The report card found that, nationally, only 68 per cent of emergency department patients classified as urgent were seen within the recommended 30 minutes, and no state or territory met the the 2015 National Emergency Access Target of patients being treated within four hours.
Performance in Victoria and Western Australia was below their 2013 targets, and performance in South Australia, Tasmania, the Northern Territory and the ACT was below their 2012 targets, and the Northern Territory’s performance failed to meet their baseline for this target.
Hospital bed to population numbers have also remained constant over recent years, while there has been increasing demand for hospital services.

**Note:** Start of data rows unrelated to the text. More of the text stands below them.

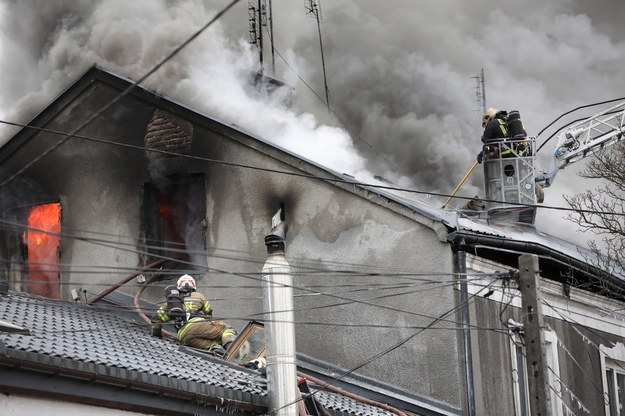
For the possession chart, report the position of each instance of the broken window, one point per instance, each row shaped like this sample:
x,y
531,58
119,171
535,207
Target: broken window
x,y
175,220
41,246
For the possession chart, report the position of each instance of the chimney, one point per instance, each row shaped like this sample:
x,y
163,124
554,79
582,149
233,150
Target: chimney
x,y
279,323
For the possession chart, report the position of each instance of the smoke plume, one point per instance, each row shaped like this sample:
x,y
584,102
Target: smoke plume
x,y
399,73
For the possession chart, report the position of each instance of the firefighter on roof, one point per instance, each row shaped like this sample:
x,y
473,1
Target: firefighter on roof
x,y
192,316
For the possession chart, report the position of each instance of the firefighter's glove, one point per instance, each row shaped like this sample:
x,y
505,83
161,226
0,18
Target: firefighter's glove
x,y
157,331
256,364
217,351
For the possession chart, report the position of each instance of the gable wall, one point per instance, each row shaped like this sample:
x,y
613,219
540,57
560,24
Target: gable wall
x,y
331,227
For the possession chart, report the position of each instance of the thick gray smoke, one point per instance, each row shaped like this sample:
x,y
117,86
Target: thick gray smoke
x,y
399,72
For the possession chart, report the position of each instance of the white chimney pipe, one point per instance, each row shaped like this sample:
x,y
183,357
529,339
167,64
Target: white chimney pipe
x,y
279,325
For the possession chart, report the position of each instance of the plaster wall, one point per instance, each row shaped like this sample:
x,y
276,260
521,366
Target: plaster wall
x,y
15,405
370,274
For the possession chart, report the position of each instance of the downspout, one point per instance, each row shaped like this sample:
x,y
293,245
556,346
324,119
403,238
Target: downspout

AMA President Professor Brian Owler said the results were disappointing and the situation was set to worsen in coming years
“Public hospital funding is about to become the single biggest challenge facing state and territory finances – and the dire consequences are already starting to show,” Professor Owler said.
“The states and territories are facing a public hospital funding black hole from 2017 when growth in Federal funding slows to a trickle.”
Acting CEO of ACOSS, Dr Tessa Boyd-Caine, told Pro Bono Australia News that too much of the public health budget was spent on hospital services, with inadequate investment in preventative health initiatives.
“We continuously fail to prevent a whole range of conditions, like chronic diseases, that significantly inhibit people’s health and wellbeing while also placing an unsustainable burden on our health system,” Dr Boyd-Cain said.
“Stronger investment in preventive health care and supporting people to adopt healthier lifestyles would save significant future health care costs, yet government policies have moved entirely in the opposite direction, like abolishing the national preventive health agency.”
Prof Owler said the performance of public hospitals was a direct consequence of reduced growth in the Commonwealth’s funding of public hospitals.
“From July 2017, the Commonwealth will strictly limit its contribution to public hospital costs. Growth in Commonwealth funding will be restricted to indexation using the Consumer Price Index (CPI) and population growth only,” he said.
“Treasury advised the Senate Economics Committee that this change will reduce Commonwealth public hospital funding by $57 billion over the period, 2017-18 to 2024-25.
“As a result, hospitals will have insufficient funding to meet the increasing demand for services.”
In the 2015-16 Budget, Commonwealth funding for public hospitals was reduced by $423 million for the three years. A further $31 million was cut in the Mid-Year Economic and Fiscal Outlook (MYEFO).